1911 Encyclopædia Britannica/Wenzel, Karl Friedrich
WENZEL, KARL FRIEDRICH (1740–1793), German metallurgist, was born in Dresden in 1740. Disliking his father’s trade of bookbinding, for which he was intended, he left home in 1755, and after taking lessons in surgery and chemistry at Amsterdam, became a ship’s surgeon in the Dutch service. In 1766, tired of sea-life, he went to study chemistry at Leipzig, and afterwards devoted himself to metallurgy and assaying at his native place with such success that in 1780 he was appointed chemist to the Freiberg foundries by the elector of Saxony. In 1785 he became assessor to the superintending board of the foundries, and in 1786 chemist to the porcelain works at Meissen. He died at Freiberg on the 26th of February 1793.

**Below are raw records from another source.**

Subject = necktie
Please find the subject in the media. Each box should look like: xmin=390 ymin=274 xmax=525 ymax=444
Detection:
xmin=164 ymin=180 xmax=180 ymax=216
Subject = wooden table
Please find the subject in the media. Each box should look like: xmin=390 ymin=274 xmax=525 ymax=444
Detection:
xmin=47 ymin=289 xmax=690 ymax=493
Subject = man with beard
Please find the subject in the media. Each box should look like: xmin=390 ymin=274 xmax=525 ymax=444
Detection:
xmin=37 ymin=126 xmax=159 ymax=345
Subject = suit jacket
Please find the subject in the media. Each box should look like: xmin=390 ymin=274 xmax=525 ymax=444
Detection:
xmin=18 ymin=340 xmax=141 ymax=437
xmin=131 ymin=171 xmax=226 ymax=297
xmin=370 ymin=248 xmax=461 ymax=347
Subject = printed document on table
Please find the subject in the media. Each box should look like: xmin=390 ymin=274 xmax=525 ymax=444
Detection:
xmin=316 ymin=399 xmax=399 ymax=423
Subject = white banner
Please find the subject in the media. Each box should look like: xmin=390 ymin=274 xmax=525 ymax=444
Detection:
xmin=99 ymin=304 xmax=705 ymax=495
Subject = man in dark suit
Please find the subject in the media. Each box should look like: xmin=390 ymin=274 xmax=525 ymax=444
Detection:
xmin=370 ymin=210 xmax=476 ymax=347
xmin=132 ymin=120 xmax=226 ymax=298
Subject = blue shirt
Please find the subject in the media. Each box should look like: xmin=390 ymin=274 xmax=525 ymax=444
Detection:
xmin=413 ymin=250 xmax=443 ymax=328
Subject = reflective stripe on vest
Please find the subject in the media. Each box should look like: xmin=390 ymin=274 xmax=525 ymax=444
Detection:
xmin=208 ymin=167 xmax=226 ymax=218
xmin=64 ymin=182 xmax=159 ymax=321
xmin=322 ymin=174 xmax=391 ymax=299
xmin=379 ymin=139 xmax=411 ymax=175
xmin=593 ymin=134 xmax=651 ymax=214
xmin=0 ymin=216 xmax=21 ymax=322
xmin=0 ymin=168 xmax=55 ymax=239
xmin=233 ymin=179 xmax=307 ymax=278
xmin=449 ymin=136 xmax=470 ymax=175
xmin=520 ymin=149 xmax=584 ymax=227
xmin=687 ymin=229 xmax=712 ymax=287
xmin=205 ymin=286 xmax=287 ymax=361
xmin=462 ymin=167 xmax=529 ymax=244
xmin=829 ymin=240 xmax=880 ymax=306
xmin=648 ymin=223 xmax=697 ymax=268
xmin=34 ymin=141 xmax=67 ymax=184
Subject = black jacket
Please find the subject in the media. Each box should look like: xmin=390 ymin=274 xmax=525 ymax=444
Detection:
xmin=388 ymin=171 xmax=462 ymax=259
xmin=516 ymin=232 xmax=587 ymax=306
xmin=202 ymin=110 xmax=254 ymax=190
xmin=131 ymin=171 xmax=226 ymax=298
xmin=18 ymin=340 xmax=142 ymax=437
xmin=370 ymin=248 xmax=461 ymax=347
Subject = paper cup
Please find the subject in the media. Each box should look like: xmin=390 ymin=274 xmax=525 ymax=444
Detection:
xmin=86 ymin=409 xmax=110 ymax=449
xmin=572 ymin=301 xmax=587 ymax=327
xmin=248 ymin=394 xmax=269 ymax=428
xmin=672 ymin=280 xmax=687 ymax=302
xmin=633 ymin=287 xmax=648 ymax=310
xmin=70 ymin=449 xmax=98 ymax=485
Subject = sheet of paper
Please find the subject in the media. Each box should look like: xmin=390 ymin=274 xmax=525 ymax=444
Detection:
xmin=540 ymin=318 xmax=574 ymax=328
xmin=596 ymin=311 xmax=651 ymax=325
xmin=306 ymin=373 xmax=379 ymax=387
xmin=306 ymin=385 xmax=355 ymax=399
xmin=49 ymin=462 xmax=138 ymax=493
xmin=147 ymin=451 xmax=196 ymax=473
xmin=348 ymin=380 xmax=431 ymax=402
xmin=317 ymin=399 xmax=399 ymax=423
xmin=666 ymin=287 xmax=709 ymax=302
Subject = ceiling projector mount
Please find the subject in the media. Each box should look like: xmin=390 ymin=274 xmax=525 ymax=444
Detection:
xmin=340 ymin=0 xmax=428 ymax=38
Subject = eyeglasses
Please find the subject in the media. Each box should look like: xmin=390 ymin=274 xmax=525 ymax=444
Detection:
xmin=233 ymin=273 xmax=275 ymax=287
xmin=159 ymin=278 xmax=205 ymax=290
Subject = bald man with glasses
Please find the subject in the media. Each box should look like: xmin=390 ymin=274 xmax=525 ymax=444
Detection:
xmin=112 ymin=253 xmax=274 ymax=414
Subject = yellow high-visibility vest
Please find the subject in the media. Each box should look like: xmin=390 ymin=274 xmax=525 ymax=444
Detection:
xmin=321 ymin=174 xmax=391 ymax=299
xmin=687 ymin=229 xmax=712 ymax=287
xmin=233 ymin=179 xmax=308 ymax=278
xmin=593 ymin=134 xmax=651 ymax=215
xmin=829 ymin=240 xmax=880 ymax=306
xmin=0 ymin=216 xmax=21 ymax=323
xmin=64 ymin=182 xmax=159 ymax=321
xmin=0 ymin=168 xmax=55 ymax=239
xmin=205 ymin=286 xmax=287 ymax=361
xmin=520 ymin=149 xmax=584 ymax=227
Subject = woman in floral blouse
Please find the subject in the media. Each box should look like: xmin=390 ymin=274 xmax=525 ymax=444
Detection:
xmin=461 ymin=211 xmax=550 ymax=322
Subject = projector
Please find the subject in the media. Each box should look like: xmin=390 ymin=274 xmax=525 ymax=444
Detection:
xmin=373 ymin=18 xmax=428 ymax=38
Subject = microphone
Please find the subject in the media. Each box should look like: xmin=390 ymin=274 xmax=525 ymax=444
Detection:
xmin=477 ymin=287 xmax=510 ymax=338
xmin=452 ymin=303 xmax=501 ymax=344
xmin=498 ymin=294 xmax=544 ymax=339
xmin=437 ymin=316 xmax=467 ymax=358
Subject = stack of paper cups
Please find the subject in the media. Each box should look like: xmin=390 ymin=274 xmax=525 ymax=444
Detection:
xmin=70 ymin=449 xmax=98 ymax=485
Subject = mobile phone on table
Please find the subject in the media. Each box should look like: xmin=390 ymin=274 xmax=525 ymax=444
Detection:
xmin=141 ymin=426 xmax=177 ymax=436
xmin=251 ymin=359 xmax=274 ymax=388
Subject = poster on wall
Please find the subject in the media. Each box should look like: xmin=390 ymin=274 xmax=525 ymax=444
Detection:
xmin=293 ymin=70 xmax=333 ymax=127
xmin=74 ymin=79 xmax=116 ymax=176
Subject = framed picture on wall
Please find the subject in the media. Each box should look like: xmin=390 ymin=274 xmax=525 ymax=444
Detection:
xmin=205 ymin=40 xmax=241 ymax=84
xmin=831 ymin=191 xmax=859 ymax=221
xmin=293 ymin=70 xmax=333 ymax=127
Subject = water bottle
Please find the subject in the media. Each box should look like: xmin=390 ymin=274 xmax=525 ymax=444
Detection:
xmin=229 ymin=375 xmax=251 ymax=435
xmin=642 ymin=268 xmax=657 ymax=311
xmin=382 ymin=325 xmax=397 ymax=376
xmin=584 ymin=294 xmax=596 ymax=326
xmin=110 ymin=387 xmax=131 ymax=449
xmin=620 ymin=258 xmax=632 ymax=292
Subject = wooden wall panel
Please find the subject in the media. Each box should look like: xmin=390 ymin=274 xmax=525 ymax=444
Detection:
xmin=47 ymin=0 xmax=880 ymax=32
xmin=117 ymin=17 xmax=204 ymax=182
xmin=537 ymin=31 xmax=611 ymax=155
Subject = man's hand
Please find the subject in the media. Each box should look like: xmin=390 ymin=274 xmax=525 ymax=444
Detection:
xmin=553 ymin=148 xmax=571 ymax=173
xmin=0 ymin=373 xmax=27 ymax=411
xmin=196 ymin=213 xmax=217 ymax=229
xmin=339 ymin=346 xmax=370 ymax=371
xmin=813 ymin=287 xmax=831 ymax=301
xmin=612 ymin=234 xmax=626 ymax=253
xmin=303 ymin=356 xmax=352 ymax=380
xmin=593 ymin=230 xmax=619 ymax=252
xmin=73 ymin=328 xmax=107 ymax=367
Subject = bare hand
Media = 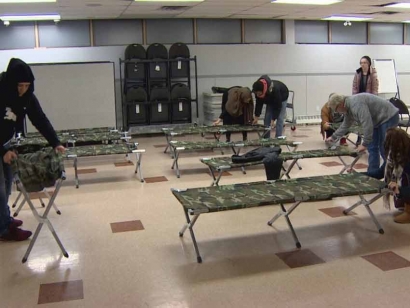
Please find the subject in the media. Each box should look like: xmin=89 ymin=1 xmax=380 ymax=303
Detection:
xmin=3 ymin=151 xmax=17 ymax=165
xmin=54 ymin=145 xmax=65 ymax=154
xmin=212 ymin=119 xmax=221 ymax=125
xmin=357 ymin=145 xmax=367 ymax=152
xmin=252 ymin=116 xmax=259 ymax=125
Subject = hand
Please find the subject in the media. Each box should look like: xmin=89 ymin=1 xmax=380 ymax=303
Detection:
xmin=54 ymin=145 xmax=65 ymax=154
xmin=357 ymin=145 xmax=367 ymax=152
xmin=3 ymin=151 xmax=17 ymax=165
xmin=388 ymin=182 xmax=400 ymax=195
xmin=252 ymin=116 xmax=259 ymax=125
xmin=212 ymin=119 xmax=221 ymax=125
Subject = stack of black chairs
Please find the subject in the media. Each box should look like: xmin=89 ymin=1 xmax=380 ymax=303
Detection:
xmin=124 ymin=43 xmax=192 ymax=125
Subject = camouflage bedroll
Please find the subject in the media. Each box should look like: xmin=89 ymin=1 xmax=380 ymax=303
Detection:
xmin=12 ymin=148 xmax=64 ymax=192
xmin=14 ymin=132 xmax=122 ymax=146
xmin=172 ymin=173 xmax=385 ymax=214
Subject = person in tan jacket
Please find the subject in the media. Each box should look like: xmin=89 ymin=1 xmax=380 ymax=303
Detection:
xmin=213 ymin=86 xmax=254 ymax=142
xmin=352 ymin=56 xmax=379 ymax=146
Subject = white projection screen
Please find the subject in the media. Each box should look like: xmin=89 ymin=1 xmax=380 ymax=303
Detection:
xmin=26 ymin=62 xmax=116 ymax=132
xmin=373 ymin=59 xmax=397 ymax=94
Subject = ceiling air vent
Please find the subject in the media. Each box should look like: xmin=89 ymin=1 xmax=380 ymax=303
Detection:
xmin=160 ymin=5 xmax=190 ymax=11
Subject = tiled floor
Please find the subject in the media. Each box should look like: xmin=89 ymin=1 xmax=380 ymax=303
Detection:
xmin=0 ymin=126 xmax=410 ymax=308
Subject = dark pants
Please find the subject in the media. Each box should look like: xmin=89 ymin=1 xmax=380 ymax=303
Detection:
xmin=325 ymin=129 xmax=335 ymax=138
xmin=222 ymin=88 xmax=248 ymax=142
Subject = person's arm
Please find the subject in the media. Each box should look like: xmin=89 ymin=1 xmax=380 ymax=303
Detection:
xmin=255 ymin=98 xmax=263 ymax=118
xmin=320 ymin=105 xmax=333 ymax=130
xmin=356 ymin=104 xmax=374 ymax=148
xmin=27 ymin=95 xmax=61 ymax=148
xmin=219 ymin=91 xmax=229 ymax=120
xmin=352 ymin=74 xmax=360 ymax=94
xmin=370 ymin=69 xmax=379 ymax=95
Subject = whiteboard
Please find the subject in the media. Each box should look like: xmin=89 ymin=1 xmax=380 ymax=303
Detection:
xmin=373 ymin=59 xmax=398 ymax=94
xmin=26 ymin=62 xmax=116 ymax=132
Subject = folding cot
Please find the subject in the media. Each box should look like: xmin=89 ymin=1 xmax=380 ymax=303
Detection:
xmin=13 ymin=143 xmax=145 ymax=188
xmin=171 ymin=173 xmax=390 ymax=263
xmin=16 ymin=131 xmax=131 ymax=147
xmin=162 ymin=125 xmax=271 ymax=153
xmin=26 ymin=126 xmax=117 ymax=138
xmin=66 ymin=143 xmax=145 ymax=188
xmin=169 ymin=138 xmax=302 ymax=178
xmin=200 ymin=147 xmax=361 ymax=186
xmin=12 ymin=149 xmax=68 ymax=263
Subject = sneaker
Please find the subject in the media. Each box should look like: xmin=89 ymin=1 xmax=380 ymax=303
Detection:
xmin=0 ymin=228 xmax=33 ymax=242
xmin=9 ymin=217 xmax=23 ymax=229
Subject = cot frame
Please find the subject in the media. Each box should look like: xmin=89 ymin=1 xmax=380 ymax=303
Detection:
xmin=171 ymin=176 xmax=390 ymax=263
xmin=205 ymin=151 xmax=362 ymax=187
xmin=170 ymin=138 xmax=303 ymax=178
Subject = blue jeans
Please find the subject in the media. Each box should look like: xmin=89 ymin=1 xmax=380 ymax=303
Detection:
xmin=263 ymin=100 xmax=288 ymax=138
xmin=367 ymin=113 xmax=399 ymax=172
xmin=0 ymin=162 xmax=13 ymax=235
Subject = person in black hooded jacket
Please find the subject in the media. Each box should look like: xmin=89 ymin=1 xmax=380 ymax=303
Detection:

In consequence of the quantitative analyses he performed of a large number of salts, he has been credited with the discovery of the law of neutralization (Vorlesungen uber die chemische Verwandtschaft der Korper, 1777). But this attribution rests on a mistake first made by J. J. Berzelius and copied by subsequent writers, and Wenzel’s published work (as pointed out by G. H. Hess in 1840) does not warrant the conclusion that he realized the existence of any law of invariable and reciprocal proportions in the combinations of acids and bases.